Saturday, August 13, 2011

More to come

I am sorting myself out. More posts to come soon. There's actually some interesting stuff going on in the world of poetry. I mean, I try not to take my poetic mission altogether seriously but sometimes it demands my attention.


Oh this is such a good poem and story. I read it and I had to say something. I might have told this story here before. I don't remember.

Here, somewhat edited, is my response-


 I turned out for a few of those predawn hiring lines. Hours standing in the rain and the snow. When I was desperately trying to finish my apprenticeship at US Steel I drove overnight to Ohio to get in line at 5:00 AM. There were already a couple of hundred people in the line. By sunrise the line extended for several blocks. There was snow on the ground and the temperatures were in the 20's. I talked to the guy next to me about welding and stock cars. I had a fake local address for my application. He kept asking me about my neighborhood and I told him just moved there. I didn't know anyone. Finally at 10, a man came out on the front steps of the personnel office. He had a bullhorn and he told us that there were only two openings and that they would only be giving out applications to the first 50 people in the line. Someone threw a snowball at him. Then another. Then more. He ran inside and everyone started throwing snowballs at the building. Then chunks of ice. A window broke. Smash. Then another. Then more. People started kicking at the locked doors of the personnel office. The glass cracked. They tugged at the doors and the glass broke as the metal frames twisted. The windows to the building were broken. The doors were smashed. Hundreds of people milled around the doorway. The bullhorn man pushed a group of terrified young office girls into the doorway. Each of them held an enormous stack of applications. I walked up the steps and grabbed one. I mailed it in the next day. I never heard back. That mill closed a few years ago.
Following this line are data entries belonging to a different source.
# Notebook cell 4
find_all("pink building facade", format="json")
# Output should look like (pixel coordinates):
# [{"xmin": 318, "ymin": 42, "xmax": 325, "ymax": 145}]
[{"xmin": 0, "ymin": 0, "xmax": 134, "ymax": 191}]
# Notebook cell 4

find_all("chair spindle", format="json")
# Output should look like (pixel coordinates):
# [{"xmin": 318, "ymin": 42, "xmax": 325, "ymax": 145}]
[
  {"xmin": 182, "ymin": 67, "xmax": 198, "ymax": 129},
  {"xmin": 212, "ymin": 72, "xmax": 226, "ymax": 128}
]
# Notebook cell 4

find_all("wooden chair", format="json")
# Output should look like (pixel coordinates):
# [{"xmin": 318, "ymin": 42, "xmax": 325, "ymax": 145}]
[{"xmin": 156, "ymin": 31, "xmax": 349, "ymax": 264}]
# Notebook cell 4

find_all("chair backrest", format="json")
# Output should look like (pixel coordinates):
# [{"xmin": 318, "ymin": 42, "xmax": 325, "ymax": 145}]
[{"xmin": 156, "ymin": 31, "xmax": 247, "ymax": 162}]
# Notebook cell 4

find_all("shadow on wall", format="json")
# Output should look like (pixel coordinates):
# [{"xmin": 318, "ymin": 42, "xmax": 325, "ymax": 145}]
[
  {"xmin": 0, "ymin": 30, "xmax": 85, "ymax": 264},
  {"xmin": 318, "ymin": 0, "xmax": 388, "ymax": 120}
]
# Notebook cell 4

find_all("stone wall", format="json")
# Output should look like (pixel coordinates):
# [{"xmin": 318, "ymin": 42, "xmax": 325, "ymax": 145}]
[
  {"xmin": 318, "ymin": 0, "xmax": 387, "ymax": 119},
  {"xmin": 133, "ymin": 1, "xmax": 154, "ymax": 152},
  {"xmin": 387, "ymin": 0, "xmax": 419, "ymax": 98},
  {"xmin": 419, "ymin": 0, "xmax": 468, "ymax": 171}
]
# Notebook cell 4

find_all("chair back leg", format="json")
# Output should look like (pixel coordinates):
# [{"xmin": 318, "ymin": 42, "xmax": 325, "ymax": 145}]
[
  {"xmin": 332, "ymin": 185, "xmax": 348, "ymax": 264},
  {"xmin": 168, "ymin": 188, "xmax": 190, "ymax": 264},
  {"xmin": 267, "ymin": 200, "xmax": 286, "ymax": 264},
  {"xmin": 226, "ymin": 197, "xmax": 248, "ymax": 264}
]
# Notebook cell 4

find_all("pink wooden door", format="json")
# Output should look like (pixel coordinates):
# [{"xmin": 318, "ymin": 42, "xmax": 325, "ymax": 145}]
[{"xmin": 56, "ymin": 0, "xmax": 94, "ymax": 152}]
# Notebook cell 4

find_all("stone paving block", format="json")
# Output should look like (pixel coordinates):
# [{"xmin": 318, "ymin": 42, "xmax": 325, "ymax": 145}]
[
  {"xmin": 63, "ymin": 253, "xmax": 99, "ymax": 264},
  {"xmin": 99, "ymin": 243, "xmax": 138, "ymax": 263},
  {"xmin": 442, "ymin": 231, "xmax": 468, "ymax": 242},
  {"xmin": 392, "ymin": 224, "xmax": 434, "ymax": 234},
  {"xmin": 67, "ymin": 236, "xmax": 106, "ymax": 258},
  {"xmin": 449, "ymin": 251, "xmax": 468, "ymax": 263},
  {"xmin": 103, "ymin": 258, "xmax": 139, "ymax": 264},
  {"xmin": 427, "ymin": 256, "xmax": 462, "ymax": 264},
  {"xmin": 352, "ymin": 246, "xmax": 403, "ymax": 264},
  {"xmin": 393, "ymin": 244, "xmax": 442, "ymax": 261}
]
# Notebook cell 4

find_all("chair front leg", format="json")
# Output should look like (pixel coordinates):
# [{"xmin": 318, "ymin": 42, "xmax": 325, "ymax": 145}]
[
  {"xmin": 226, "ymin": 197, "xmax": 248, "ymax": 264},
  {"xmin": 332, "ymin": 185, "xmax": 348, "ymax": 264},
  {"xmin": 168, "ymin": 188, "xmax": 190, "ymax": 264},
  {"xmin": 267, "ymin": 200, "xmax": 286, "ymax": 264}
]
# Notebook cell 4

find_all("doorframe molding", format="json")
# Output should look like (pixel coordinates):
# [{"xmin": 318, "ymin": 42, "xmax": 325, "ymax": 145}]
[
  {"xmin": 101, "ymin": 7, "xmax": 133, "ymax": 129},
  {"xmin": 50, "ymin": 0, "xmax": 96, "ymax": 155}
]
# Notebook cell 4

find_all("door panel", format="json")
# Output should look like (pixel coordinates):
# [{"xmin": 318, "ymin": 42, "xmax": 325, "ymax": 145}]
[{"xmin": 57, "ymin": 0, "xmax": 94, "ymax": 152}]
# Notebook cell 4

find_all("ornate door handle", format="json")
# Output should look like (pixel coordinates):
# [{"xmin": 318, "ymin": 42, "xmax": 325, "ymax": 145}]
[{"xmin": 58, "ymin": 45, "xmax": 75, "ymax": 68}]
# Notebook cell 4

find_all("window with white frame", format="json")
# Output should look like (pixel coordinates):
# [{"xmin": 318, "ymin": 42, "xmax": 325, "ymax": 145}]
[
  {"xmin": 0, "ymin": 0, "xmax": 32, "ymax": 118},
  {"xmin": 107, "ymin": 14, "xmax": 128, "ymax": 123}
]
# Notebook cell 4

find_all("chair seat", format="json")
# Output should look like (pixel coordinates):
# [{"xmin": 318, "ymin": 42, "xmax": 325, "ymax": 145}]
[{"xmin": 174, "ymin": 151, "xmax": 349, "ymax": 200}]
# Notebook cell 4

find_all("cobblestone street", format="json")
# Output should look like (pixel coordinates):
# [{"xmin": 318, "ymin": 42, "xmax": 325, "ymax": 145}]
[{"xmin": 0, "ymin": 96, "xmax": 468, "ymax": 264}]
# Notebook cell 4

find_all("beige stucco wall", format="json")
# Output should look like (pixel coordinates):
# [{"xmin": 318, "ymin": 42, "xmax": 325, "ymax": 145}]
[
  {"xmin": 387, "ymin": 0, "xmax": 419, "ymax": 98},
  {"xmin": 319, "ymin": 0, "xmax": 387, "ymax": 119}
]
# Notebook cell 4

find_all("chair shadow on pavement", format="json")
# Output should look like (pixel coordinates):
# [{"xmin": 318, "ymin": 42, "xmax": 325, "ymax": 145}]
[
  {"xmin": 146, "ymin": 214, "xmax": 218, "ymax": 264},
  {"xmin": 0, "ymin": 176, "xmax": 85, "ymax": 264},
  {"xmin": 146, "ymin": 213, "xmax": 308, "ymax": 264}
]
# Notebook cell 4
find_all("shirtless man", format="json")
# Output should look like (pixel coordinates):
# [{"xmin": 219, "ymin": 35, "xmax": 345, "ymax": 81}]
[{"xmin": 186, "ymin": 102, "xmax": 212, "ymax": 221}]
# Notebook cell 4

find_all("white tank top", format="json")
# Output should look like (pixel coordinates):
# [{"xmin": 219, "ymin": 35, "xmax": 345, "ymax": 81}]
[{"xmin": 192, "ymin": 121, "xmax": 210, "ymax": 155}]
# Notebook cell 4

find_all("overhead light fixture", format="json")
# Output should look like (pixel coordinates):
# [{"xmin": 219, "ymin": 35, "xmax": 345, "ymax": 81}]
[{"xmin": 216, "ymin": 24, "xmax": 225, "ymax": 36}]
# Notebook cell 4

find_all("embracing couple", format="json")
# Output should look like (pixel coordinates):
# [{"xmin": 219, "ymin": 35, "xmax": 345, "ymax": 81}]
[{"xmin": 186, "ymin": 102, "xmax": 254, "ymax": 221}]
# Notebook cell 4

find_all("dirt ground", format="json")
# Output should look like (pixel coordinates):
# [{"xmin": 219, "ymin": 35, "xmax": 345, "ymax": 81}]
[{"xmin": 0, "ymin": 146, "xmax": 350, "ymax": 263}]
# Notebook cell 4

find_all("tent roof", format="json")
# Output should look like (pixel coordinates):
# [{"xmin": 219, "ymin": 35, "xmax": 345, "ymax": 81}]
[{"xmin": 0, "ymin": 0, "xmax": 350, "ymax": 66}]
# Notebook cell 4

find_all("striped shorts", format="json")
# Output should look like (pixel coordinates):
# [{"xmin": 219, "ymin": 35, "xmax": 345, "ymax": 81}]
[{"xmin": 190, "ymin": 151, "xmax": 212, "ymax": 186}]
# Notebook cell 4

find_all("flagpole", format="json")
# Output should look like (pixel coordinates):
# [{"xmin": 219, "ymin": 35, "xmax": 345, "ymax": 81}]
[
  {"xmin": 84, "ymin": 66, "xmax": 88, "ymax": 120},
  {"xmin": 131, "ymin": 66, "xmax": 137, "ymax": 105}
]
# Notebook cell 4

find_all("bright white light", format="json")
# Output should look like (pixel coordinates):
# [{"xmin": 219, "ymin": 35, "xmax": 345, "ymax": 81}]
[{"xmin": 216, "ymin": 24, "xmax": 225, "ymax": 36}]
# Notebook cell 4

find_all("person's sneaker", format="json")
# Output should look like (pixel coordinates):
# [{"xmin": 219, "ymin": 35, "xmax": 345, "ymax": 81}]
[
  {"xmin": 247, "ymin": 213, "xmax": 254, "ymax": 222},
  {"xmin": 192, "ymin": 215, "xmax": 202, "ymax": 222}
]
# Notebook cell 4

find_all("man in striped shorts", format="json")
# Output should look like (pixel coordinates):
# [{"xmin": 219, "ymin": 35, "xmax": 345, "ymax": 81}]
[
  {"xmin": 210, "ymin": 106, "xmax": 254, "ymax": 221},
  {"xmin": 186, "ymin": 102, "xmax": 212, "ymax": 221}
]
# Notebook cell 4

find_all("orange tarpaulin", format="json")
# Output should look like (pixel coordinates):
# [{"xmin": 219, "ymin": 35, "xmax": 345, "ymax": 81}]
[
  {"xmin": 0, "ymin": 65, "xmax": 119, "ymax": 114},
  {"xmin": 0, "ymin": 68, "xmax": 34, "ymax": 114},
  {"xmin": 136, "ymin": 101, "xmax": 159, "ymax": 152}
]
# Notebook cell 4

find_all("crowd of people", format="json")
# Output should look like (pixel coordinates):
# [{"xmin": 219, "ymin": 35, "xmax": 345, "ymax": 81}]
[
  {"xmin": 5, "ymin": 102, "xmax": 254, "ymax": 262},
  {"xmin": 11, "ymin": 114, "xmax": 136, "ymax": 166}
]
I dunno. Life is so interesting; so hard. Here's what I'm thinking today and I hope it doesn't disappoint those of you who are expecting me to be tough and ironic. I think that the world is complicated and cruel. I think that the only reasonable response is to try to be generous and simple. I'm not having an easy time of it but neither is anybody else. 

3 comments:

ib said...

I will have to revisit to listen to the poetry reading. I caught the imagery, the rhythym of it; it was competing with Sesame Street, in the same room, for a share of the acoustics. Milo was lunching on eggs.

As it is, I am responding to your own response.

There is something startling in reading about this almost riot - the demand to work, the fury at a numbers racket - while those events in London are still being replayed on news bulletins. Actually. Already it is fading, the visceral Dresden of it, while the commentary rages on.

The day the riots fizzled out, it had begun to rain here in Glasgow. After what passes for a heatwave this far north, the temperature dropped. People on the street put jumpers and jackets on. Over their t-shirts. The vague climate of simmering belligerence - that is was all it amounted to, up here - subsided.

I don't know. Not receiving even terse acknowledgement for job applications pending is frustrating. I have grown accustomed to it. It startles me on the few occasions I get word back. It might alarm me overwhelmingly if I made the shortlist out of the blue; the interview. Maybe I am applying for all the wrong jobs.

Snowballs. Ice. Fire and water cannon.

Nice post, Jon.

JustFrankie said...

Great Post Jon

Your driver said...

Thank you. Ib, I can see now, those were the last days of the working class. We thought we had a right to the jobs our fathers and grandfathers had. Our children and our grandchildren just want in to the consumer culture that we were given when we traded in our union cards for credit cards.